Lausanne, Switzerland — US Secretary of State John Kerry and Iranian Foreign Minister Mohammad Javad Zarif held marathon negotiations through the night that ended after 6 a.m. on the morning of April 2, as they tried to overcome final gaps for a political accord on an Iran nuclear deal. But Iran said the issues had not been totally resolved and what was likely to be issued later today or on April 3 is a press statement.
"We have examined all the solutions, which should provide the axis of a final accord between now and the end of June,” Zarif told Iranian journalists here on the morning of April 2. “The P5+1 [the five permanent UN Security Council members plus Germany] is studying them."
Zarif added, "There will be a statement to the press that should be announced but the text still has to be worked on."
Negotiators and ministers from the six world powers that comprise the P5+1 held a meeting among themselves after breakfast April 2, ahead of a meeting between Zarif and European Union foreign policy chief Federica Mogherini.
Zarif, speaking ahead of those meetings, said the members of the P5+1 “have to examine among themselves the results of the negotiations” that were held overnight between him, Kerry and EU deputy negotiator Helga Schmid. “We don't know yet the result of those discussions. … If these solutions are approved, it is expected that there will be a joint declaration made by me and Mrs. Mogherini and then we will start drawing up the text of a final agreement by the end of June.”
The White House said on April 1 that progress was being made at the talks here, but that as of yet there had not been sufficient movement from Iran on some issues to finalize the preliminary political agreement.

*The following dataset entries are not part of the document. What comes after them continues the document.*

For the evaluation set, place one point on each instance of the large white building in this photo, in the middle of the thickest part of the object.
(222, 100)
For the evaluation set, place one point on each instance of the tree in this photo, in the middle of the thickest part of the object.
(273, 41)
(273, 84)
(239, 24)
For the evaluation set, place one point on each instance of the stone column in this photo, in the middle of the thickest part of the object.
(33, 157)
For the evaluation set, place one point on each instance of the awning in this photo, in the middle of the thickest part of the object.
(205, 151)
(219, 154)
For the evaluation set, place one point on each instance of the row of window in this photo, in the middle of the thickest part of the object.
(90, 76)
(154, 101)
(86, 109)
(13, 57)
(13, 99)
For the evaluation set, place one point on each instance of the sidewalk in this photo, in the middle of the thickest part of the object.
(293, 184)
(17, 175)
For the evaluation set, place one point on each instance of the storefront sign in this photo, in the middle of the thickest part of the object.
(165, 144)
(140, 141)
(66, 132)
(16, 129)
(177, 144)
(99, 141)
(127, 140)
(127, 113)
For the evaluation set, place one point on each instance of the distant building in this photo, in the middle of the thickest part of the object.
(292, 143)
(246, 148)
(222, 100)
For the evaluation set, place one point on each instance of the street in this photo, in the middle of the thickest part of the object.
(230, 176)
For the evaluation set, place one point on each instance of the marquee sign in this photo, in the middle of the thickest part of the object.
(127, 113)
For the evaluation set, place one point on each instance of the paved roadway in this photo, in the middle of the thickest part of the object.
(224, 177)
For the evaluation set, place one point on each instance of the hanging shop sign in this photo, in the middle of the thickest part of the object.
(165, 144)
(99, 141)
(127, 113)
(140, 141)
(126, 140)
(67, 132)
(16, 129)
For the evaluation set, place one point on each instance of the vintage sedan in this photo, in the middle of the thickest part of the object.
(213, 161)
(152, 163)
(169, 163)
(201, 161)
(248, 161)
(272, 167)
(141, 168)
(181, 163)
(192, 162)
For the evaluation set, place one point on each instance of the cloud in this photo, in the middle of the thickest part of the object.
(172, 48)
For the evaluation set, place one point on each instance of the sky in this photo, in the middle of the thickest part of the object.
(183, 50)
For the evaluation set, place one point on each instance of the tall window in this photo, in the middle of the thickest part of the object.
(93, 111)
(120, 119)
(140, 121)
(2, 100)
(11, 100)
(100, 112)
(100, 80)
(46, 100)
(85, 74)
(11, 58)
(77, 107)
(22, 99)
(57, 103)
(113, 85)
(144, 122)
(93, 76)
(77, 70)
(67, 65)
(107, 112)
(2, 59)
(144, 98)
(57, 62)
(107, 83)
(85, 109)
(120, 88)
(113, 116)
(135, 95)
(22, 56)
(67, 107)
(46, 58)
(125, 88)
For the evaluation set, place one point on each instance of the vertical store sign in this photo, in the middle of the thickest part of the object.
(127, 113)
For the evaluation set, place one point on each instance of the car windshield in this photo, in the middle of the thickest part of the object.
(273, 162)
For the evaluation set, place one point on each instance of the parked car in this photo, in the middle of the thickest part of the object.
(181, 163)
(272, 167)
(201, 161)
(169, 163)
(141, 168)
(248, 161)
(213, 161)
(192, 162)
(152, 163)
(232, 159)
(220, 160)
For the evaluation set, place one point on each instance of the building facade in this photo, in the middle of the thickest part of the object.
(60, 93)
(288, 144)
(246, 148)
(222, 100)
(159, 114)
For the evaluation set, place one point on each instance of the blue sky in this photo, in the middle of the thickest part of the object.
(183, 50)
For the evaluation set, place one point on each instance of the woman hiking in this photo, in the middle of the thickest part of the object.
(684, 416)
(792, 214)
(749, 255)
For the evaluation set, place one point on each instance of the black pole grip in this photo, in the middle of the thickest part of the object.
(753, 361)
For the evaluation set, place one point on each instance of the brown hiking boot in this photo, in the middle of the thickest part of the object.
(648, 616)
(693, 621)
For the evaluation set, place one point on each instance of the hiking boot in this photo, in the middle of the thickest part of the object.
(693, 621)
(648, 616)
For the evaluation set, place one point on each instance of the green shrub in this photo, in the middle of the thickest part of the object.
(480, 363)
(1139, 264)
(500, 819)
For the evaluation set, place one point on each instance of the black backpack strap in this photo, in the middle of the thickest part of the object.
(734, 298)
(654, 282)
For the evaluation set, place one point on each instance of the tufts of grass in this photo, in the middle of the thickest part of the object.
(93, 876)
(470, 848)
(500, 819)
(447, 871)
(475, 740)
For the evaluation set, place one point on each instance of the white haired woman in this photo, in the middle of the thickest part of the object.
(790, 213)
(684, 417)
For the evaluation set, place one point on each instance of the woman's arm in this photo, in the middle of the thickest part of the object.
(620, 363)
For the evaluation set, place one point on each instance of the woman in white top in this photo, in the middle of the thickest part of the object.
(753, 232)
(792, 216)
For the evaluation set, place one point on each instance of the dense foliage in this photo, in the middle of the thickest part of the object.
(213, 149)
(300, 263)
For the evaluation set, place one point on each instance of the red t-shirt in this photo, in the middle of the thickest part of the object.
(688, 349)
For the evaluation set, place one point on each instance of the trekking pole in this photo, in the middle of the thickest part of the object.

“The talks continue to be productive and progress is being made,” White House spokesman Josh Earnest told journalists at the White House press briefing on April 1. “While the talks have been productive, we have not yet received the specific tangible commitment that the international community seeks,” he said.
“As long as we are in a position of convening serious talks that are making progress, … we would not arbitrarily or abruptly end them,” he added. “This is a very complicated situation and we want to be sure that … we're clear about the details. The details in the situation matter significantly.”
German Foreign Minister Frank-Walter Steinmeier, announcing he was staying overnight in Lausanne on April 1 to continue the negotiations, said the onus was on Iran to offer ideas to close remaining gaps for an accord.
“Tonight there will be new proposals, new recommendations. I can’t predict whether that will be sufficient to enable an agreement to be reached,” Steinmeier, speaking in German, said according to a translation from Reuters. “I will remain here tonight and then tomorrow morning we will see how the situation develops.”
A collapse of the talks is possible, but so is the possibility of reaching an agreement, Steinmeier said. “Whoever negotiates has to accept the risk of collapse. But I say that in light of the convergence [of views] that we have achieved here in Switzerland, in Lausanne, it would be irresponsible to ignore possibility of reaching an agreement.”
France’s Foreign Minister Laurent Fabius returned to the Lausanne negotiations late April 1.
US and Iranian officials said the situation was still fluid, and they were not sure if the talks would end later on April 2 or possibly continue into April 3.